Milltown A groundhog known for his Groundhog Day forecasts, Mel, has died, according to his caretakers. Their search for a replacement rodent before February 2 was useless, they claim because Mel “just went over the rainbow bridge.
Mel became a local celebrity in Milltown, New Jersey, where he advised homeowners on the best time to plant their spring seeds. But he died at a time when “most of his fellow groundhogs are hibernating,” according to his managers, the Milltown Wranglers, who care for him.
The Wranglers promised to “work hard” to find a new weather forecaster for the upcoming year and urged New Jersey residents to “check out what all of Mel’s cousins have to say” regarding the impending end of the cold season.
In 2016, Sussex County’s prognosticator Stonewall Jackson passed away on Groundhog Eve, which is not just a Groundhog Day coincidence.
Due to the pandemic, Mel was quarantined for Groundhog Day last year. His hamlet sits about halfway between Trenton and Newark and he predicted an early spring despite that.
“Yay!!! Groundhogs don’t come much more beloved than Mel. an admirer wrote on social media site Facebook about rodents.

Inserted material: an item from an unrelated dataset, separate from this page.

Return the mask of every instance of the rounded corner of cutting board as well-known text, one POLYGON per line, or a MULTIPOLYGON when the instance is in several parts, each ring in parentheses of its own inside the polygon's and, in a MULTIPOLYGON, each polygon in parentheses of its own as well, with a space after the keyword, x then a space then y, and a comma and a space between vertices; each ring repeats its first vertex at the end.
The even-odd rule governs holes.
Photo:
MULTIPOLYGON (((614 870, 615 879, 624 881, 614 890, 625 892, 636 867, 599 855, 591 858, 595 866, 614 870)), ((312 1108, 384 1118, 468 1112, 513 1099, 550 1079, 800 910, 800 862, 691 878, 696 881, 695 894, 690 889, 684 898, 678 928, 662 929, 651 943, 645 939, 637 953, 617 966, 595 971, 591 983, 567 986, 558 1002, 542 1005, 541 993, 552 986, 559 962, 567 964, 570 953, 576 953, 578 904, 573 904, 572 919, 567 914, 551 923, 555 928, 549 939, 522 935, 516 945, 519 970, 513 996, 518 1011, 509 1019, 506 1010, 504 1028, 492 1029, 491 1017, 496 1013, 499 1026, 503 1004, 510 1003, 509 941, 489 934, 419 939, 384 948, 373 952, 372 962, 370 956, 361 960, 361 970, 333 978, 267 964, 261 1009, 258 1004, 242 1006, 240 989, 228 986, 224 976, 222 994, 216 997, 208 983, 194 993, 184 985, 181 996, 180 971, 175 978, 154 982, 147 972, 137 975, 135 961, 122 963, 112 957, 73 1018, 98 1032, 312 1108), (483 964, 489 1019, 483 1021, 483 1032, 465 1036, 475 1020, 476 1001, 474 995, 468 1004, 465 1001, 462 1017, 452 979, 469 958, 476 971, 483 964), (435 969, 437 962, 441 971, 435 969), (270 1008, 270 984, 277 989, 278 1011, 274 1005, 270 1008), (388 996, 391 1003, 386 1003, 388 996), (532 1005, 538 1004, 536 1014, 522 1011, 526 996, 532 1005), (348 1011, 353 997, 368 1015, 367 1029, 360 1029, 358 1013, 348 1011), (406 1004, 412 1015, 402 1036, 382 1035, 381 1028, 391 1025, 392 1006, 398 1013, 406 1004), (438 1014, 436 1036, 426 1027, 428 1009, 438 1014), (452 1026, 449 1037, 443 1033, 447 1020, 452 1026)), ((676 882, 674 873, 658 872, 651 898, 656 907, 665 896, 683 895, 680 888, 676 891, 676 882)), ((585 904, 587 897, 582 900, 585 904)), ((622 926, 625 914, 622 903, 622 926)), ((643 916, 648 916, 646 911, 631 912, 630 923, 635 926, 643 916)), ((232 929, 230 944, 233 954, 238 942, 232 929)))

Punxsutawney Phil, the most famous Groundhog Day character in the United States, lives in Punxsutawney, Pennsylvania. Season-predicting animals in other parts of the country include Mel’s New York City neighbors Dunkirk Dave and Staten Island Chuck and Marion, Ohio’s Buckeye Chuck.
Early spring or late winter predictions can be made by consulting a rodent, a practice that can be traced back to the Christian holiday of Candlemas, which itself has pagan origins.
A Celtic feast, Candlemas marks the season’s midway. This is the halfway point between the winter solstice and the beginning of spring.